The Self Study
Philip and I have embarked on a journey that is both scary and exciting all at the same time. We’re in the process of becoming foster/adoption parents in the county where we live. We’ve been at this process for about 2 months, and have about 4 months left to go. We’re almost done with our training classes. I’ve met with our home assessor twice (Philip once), and we love her already. Everything’s been going really well until now. Let’s just say: SELF STUDY. Ah yes, the dreaded self study. This is the document to end all documents: 36 pages of nothing but questions about yourself. As I write this, I’ve just ended another session answering more questions and wondering if what I said was sufficient enough, or did I sound crazy. How should I approach the questions – as a formal document or a friendly conversation? Has my life been ok, or do I need to talk to someone about hangups that have occurred?

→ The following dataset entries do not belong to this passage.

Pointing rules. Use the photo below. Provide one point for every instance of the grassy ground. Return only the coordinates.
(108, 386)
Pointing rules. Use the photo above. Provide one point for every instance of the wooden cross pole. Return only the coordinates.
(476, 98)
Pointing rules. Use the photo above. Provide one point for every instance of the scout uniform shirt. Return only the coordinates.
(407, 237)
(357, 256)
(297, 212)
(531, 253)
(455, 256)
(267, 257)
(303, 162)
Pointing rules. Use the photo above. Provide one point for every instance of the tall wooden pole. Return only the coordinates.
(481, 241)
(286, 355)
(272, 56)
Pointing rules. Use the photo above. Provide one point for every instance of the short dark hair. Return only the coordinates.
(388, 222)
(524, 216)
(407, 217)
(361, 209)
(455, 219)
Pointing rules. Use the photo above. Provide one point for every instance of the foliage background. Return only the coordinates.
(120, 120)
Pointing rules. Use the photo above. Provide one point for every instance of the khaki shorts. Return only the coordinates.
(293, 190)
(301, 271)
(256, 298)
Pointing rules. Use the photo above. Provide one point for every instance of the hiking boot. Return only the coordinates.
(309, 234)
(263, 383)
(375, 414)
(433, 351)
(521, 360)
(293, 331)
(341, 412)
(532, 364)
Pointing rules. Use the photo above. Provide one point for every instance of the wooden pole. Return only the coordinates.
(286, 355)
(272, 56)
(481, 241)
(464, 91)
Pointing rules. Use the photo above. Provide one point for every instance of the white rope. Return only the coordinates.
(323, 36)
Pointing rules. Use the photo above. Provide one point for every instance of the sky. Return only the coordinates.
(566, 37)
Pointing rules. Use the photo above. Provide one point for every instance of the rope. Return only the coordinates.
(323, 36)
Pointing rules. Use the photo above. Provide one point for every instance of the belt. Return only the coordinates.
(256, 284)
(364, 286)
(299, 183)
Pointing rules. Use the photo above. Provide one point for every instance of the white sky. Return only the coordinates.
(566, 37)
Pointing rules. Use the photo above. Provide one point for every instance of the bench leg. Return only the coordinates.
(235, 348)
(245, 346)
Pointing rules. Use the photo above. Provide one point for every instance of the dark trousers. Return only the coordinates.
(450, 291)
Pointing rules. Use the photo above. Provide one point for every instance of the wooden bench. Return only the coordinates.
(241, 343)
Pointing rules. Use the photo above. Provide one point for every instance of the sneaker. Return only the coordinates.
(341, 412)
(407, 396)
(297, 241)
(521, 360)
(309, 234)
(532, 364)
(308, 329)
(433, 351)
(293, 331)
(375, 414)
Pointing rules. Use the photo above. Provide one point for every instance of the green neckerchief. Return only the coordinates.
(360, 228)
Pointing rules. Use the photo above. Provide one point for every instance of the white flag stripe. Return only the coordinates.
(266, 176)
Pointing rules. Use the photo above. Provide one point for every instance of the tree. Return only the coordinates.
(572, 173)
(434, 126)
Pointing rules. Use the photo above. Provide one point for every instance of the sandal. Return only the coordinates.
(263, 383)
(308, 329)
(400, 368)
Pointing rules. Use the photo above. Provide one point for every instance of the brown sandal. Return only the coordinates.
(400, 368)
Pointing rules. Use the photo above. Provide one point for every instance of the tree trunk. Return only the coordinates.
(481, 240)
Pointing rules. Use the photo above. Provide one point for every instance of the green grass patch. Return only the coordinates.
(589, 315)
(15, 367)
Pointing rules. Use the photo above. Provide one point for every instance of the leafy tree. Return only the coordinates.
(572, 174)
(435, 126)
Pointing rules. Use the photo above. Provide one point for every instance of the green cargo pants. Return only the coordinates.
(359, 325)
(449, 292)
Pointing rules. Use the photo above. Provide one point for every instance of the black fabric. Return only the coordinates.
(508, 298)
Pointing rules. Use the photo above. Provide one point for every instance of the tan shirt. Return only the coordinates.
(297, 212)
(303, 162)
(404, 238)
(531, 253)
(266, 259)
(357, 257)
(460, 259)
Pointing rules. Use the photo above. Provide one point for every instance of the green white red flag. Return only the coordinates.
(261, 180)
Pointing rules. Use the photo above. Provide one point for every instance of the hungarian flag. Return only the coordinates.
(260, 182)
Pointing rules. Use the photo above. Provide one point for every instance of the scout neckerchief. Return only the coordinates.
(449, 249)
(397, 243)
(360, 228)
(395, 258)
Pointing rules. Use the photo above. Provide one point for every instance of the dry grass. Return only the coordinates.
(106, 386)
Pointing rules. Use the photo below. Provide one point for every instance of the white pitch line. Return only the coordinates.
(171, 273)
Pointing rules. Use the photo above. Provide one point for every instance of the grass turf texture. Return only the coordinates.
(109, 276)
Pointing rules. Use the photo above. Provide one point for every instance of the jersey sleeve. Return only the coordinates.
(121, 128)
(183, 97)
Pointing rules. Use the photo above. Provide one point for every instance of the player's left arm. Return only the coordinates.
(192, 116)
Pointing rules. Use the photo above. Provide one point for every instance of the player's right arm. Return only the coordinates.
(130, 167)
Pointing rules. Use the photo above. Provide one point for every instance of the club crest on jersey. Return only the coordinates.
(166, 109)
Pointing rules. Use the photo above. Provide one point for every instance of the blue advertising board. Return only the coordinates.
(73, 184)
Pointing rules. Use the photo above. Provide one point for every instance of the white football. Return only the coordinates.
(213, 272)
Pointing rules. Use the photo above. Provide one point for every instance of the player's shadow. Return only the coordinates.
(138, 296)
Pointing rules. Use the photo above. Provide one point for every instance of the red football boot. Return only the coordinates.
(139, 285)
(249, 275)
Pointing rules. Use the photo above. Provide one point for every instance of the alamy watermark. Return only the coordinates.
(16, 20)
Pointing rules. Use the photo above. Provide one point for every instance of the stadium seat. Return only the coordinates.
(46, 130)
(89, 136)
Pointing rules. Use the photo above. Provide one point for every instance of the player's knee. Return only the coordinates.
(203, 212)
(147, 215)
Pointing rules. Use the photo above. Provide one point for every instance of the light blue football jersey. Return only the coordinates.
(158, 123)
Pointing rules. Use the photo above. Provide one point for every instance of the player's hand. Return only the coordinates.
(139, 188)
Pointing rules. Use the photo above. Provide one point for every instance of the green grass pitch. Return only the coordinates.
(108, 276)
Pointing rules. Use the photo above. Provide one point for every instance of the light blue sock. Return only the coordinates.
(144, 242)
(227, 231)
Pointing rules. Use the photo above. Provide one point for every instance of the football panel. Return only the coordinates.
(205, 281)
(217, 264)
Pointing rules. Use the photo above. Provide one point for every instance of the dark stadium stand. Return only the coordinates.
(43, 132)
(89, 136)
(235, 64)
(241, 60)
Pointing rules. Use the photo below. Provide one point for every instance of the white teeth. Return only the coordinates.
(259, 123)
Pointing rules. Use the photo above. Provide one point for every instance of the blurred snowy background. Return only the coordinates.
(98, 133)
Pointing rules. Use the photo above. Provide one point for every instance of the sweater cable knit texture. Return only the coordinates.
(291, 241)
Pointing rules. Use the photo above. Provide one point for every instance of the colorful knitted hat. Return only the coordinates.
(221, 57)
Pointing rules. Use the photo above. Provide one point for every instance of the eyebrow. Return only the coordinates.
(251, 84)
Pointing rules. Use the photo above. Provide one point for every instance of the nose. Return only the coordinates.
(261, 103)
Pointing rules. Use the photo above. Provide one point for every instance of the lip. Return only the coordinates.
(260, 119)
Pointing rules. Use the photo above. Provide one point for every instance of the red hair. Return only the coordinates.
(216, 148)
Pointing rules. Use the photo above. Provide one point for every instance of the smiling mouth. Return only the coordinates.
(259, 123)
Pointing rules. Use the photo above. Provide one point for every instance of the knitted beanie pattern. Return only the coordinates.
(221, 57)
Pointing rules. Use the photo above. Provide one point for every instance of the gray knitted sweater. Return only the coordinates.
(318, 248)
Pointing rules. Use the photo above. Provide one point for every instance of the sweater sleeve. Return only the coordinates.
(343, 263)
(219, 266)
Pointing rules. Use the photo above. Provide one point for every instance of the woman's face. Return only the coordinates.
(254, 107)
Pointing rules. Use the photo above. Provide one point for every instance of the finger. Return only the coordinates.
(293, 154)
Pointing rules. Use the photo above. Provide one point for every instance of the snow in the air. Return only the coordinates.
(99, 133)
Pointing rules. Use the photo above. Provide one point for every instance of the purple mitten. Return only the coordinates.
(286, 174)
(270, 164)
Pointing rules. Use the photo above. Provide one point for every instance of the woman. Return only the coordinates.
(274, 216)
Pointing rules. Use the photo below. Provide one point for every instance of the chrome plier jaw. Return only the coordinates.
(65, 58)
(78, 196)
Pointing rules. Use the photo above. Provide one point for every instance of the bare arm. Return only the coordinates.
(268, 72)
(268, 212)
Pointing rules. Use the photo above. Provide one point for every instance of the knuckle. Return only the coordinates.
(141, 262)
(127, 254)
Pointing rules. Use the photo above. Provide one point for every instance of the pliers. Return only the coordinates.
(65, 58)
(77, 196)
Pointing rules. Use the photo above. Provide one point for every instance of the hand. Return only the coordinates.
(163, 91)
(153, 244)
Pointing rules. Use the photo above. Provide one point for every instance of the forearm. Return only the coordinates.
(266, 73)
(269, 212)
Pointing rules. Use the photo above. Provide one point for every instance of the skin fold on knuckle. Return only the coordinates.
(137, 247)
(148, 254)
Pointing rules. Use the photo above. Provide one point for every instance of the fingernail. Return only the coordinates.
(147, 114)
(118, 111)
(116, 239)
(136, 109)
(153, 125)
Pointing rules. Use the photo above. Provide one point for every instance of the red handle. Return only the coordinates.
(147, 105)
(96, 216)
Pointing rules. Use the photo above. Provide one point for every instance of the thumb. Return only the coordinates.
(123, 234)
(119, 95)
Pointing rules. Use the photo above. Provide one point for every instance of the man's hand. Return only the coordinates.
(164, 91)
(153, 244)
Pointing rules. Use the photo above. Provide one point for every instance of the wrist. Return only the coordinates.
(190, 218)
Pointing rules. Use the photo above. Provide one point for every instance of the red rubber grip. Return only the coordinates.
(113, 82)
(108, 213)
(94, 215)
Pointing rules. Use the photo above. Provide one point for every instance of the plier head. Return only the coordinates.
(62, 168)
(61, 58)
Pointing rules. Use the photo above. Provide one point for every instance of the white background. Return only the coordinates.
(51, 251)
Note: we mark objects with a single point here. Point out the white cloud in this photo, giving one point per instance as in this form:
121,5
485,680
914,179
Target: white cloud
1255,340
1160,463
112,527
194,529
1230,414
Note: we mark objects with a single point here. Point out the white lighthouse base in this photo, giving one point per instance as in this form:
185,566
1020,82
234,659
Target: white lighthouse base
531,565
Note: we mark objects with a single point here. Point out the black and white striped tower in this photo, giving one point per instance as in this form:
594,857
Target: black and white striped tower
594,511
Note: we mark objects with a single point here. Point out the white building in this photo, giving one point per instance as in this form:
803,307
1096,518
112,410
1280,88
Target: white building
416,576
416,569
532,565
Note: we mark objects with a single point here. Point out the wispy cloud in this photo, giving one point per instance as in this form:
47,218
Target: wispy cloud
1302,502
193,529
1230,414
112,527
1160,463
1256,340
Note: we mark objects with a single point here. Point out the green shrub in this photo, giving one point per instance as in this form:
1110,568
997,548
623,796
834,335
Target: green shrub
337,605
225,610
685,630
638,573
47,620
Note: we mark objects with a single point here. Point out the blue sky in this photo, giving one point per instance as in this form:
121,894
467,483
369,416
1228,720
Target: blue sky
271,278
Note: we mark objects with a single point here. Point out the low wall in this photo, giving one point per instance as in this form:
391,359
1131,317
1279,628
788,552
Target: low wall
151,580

All these questions come with the process to foster or adopt. I’d want someone to be thoroughly interviewed before letting my children live with them, so I understand the reasoning behind it. However, I’ve had to think about my life differently because of this process. What will I do for someone to experience the love of Jesus in our family? Am I willing to sacrifice time with my own kids to show love to a child who may never know it apart from being in our family a short time? What will my sons learn from this? Am I open to learning a WHOLE lot about myself, even after the interviewing process is over, and face some of my “issues” head on and change?
You know, this process of becoming foster/adoption parents is a humbling one. There’s a lot of prayer that goes into this decision, and it shouldn’t be taken lightly. Matter of fact, you may come away a changed person.